Mahmut Şenol / Kanada (Edmonton)Sizlere Edmonton-Kanada yazısını, Türkiye’de bulunmaklığım nedeniyle oradan değil, Assos’tan İstanbul’a dönen otobüsten yazmak durumunda kaldım. Bu gibi ani durumlar, “gazeteci milletinin” tesadüflerinden birisine ait olduğundan, Truva Seyahat otobüsünün 21 nolu koltuğunda bu yazıyı rotatitif dönmeden hazırladım.

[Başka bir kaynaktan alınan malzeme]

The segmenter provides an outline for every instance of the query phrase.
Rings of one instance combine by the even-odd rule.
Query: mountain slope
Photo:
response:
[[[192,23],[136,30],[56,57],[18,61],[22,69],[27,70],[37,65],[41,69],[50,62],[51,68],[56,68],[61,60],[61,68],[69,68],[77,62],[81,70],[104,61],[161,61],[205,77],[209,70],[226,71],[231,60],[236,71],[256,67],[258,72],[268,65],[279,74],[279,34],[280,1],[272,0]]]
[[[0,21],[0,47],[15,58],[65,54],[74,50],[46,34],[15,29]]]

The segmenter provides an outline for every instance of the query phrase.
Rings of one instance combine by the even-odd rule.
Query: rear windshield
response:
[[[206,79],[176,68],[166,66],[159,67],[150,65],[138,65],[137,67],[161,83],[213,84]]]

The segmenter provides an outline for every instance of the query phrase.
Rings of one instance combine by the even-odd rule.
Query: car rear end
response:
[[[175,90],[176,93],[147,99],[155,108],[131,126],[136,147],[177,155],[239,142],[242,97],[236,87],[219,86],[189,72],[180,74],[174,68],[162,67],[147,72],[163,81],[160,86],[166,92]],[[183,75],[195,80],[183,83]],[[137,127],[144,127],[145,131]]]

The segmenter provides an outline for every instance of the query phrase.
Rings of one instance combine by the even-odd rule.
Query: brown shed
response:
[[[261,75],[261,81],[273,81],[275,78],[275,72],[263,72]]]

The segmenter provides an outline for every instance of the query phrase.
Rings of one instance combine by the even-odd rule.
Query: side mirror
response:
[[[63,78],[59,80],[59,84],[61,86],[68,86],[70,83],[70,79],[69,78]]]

Ayak üstü Taksim’deki jetonla çalışan telefon kulübesinden gazetemize, tabii 1980 öncelerinden söz ediyorum, haber geçmişliğim de vardı ama otobüste laptop açıp yazacağım aklıma gelmezdi. Daha anısı taze olduğundan bir kısa Truva yazısıyla Pazar sayfamıza Kanada’dan değil Türkiye’mizden bir renk bulaştırayım istedim.
Aslına bakılırsa insanlık kültürünün, uygarlığımızın iliklerine kadar işlemiş olan Homeros’un İlyada ve Odyssia destanlarının mekânı olan Truva’nın dünyanın gelmiş geçmiş bütün haberlerine değer olan hikâyesi bilinmez değil. Çanakkale Boğazı Dardanel’in girişindeki antik liman kenti Truva’nın eski Yunan halkları olan Akhalar tarafından 10 yıllık bir kuşatmanın ardından ele geçirildiği, yakıp yıkıldığı o haksız savaşın pek çok tarihçi tarafından dünyanın ilk dünya savaşı olduğu iddiasına, Truva harabelerini gidip gördükten, mimari ve kültürel küratörlüğü dikkate alınarak verilmiş müze ödülüyle taçlanan Truva Müzesi’ni didik didik ettikten sonra katılmamak olanaksız olur.
HEKTOR'UN ÖLÜMÜ
Truva’yı bu kaçıncı gezişimdi; burası her seferinde başka duygularla başım dönerek oradan ayrıldığım yerdir. Her gidişimde insanın kendisini daha fazla Truvalı hissettiğini söyleyebileceğim Truva’nın ören yerlerinde dolaşırken surların önünde Truva Kralı Priamos ve ana Kraliçe Hekabe’nin oğulları, kucağında küçük bebeğiyle surlardan kocasını izleyen Prenses Andromakhe’nin eşi, tabii Helen’i Sparta’dan kaçıran Paris’in abisi Hektor’un ölümü bir siluet gibi gözleriniz önünde canlanmazsa Truvalı olamamışsınızdır.
İşgalci Yunanların en güçlü savaşçısı olan, “Aristos Achaion”-Akhaların En İyisi- Aşil’le teke tek mücadelesinde hayatını kaybeden Hektor, Truva’nın bugünkü kale surlarına tırmandığınızda hayalini görmeniz gereken kahramandır.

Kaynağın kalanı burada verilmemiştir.